Die Transfogarascher Hochstrasse

Diese 115 km lange Passstrasse (rum.Transfăgărășan) verbindet die Walachei mit Siebenbürgen und überquert die Transsilvanischen Alpen. Der kommunistische Diktator liess diese Strasse von 1970-1975 mit grossem Aufwand durch das Militär bauen. Dabei starben je nach Quelle zwischen 40 und 400 Arbeiter, vor allem beim Bau eines 887m langen Tunnels auf der Passhöhe. Die Strasse ist perfekt ausgebaut und auch heute noch in (für rumänische Verhältnisse sehr) gutem Zustand. Das konnte ich mir natürlich nicht entgehen lassen! Aber ohne Bellazmira, denn unzählige Haarnadelkurven sind nicht ihr Ding und als Beifahrer/-in macht das auch keinen Spass. Sie blieb also im Tal und übernachtete in der Orangerie eines ehemaligen Schlosses (Artikel folgt).

Die Fahrt war ein Erlebnis! Ich fuhr früh los, um grösseren Verkehr zu vermeiden und so Überholmanöver zu reduzieren.

 

Bald verzog sich der Hochnebel und gab gewaltige Aussichten auf die Landschaft frei. 
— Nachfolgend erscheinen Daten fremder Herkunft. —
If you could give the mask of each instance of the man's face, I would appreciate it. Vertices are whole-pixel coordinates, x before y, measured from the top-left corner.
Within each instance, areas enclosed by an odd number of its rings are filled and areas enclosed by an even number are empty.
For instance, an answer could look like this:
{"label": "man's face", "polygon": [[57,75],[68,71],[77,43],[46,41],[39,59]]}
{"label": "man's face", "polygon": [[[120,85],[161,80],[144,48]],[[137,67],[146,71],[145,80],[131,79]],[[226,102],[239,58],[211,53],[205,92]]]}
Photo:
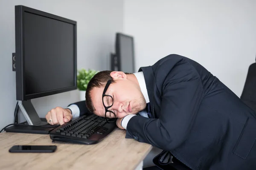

Die Strasse und die Landschaften erinnerten mich an die Gotthard-Passstrasse.

Hier ein achtminütiges, witziges Video (nicht von mir) über diese Passfahrt:

https://www.youtube.com/watch?v=f5TlDwCs2Yw

Nicht abschrecken lassen durch den rumänischen Kommentar!

Curtea: Wo man zur Arztvisite in die Bar geht...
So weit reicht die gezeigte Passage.